“Quando 9 mil pessoas são escorraçadas do local onde moram como se fosse uma manada de porcos e quando tudo isso é pseudo-legalizado por decisão do Poder Judiciário, então, nós temos a certeza absoluta de que esta ordem que se procura preservar é uma completa desordem, sob o aspecto cristão e aspecto humano”, disse o jurista Fábio Konder Comparato, 75, em entrevista exclusiva ao O SÃO PAULO, dia 16, na Faculdade de Direito do Largo São Francisco sobre a situação no Pinheirinho.
O jurista propôs duas medidas legislativas: alteração do Artigo 928 do Código Civil, em que se aplique o impedimento de uma reintegração por meio de liminar, com acréscimo do parágrafo: “Não haverá reintegração de posse com moradores já instalados”. Outra inclusão seria a de que o juiz que ordenar reintegração deva acompanhar pessoalmente a ocupação e responder pessoalmente pelos eventuais abusos. “Para o futuro é necessário mudar a nossa legislação no que diz respeito às ações de reintegração e manutenção de posse e também no que diz respeito à responsabilidade do juiz”, disse Comparato, referindo-se às cenas de violência na desocupação da favela do Pinheirinho, dia 22 de janeiro, na zona sul de São José dos Campos (SP).
O debate contou com a presença do senador Eduardo Suplicy (PT-SP) que relatou toda a negociação anterior à desocupação com os governos federal, estadual e municipal para a extensão do prazo para a desocupação. “Vamos apurar a responsabilidade de cada um nos episódios em que os direitos das pessoas foram inteiramente desrespeitados”, disse o senador, referindo-se à audiência pública que será realizada hoje, pela Comissão de Direitos Humanos do Senado.

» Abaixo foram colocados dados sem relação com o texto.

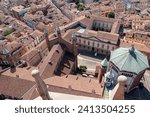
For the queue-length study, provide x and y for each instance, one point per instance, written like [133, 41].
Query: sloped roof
[104, 63]
[129, 59]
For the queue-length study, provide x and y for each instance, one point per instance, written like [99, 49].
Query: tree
[111, 15]
[8, 31]
[81, 6]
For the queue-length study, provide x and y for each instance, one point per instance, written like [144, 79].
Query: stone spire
[41, 86]
[119, 90]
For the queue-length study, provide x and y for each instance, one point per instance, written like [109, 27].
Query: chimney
[41, 86]
[100, 74]
[58, 32]
[118, 91]
[46, 37]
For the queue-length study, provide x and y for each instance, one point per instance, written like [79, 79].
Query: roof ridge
[125, 60]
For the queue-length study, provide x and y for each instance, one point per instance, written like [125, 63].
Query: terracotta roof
[87, 85]
[21, 73]
[15, 87]
[49, 64]
[100, 35]
[138, 46]
[30, 54]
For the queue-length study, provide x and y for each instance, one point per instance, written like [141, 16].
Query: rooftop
[129, 59]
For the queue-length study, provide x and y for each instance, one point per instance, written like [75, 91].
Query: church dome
[129, 59]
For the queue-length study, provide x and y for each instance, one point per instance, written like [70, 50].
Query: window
[98, 45]
[84, 41]
[93, 44]
[79, 40]
[112, 48]
[107, 47]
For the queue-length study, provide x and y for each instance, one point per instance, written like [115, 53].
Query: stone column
[41, 86]
[119, 90]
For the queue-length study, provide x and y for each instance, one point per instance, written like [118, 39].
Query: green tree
[8, 31]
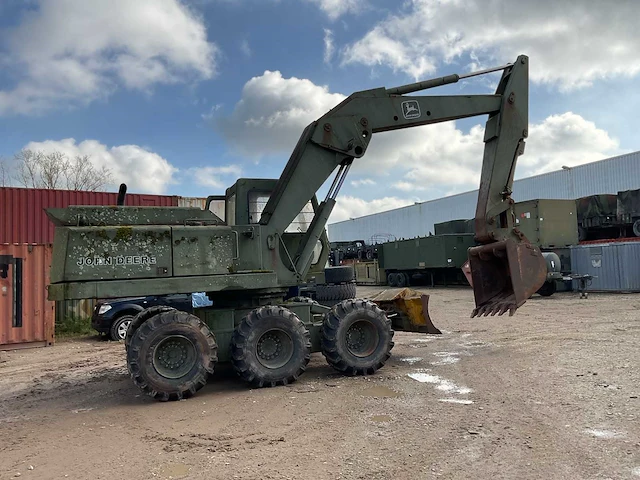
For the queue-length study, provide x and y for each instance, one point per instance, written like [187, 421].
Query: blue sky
[181, 97]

Foram convidados a prestar esclarecimentos o prefeito Eduardo Cury (PSDB-SP), juíza da 6ª Vara Cível de São José dos Campos, responsável pela ordem de reintegração de posse, Márcia Loureiro, o desembargador, presidente do Tribunal de Justiça de São Paulo, Ivan Ricardo Garísio Sartori, e o juiz Rodrigo Capes, que impediu a decisão federal que ordenava o fim da reintegração de posse.
Outro destaque do debate foi a denúncia do ex-procurador do Estado de São Paulo, Marcio Sotelo: “não há mais massa falida da Selecta, só existe Naji Nahas”. A afirmação do ex-procurador esclarece que a “massa falida” não possui dívidas trabalhistas ou outros credores, sendo portanto, Naji Nahas, o único beneficiado com a reintegração de posse do Pinheirinho. “Agora, faço uma pergunta: como é que o Executivo, a cúpula do Poder Judiciário são movimentados pelo senhor Naji Nahas?”, questionou Sotelo, que é articulador de um manifesto de juristas que está on-line (www.peticoesonline.com).
O manifesto quer levar o caso Pinheirinho à Corte Interamericana e ao Tribunal Penal Internacional. “O que ouve no Pinheirinho foi crime contra a humanidade. Crimes contra a humanidade estão previstos no estatuto de Roma, e quem tem competência para julgar é o Tribunal Penal Internacional”, concluiu o ex-procurador Sotelo.
Matéria publicada no O SÃO PAULO, edição 2889.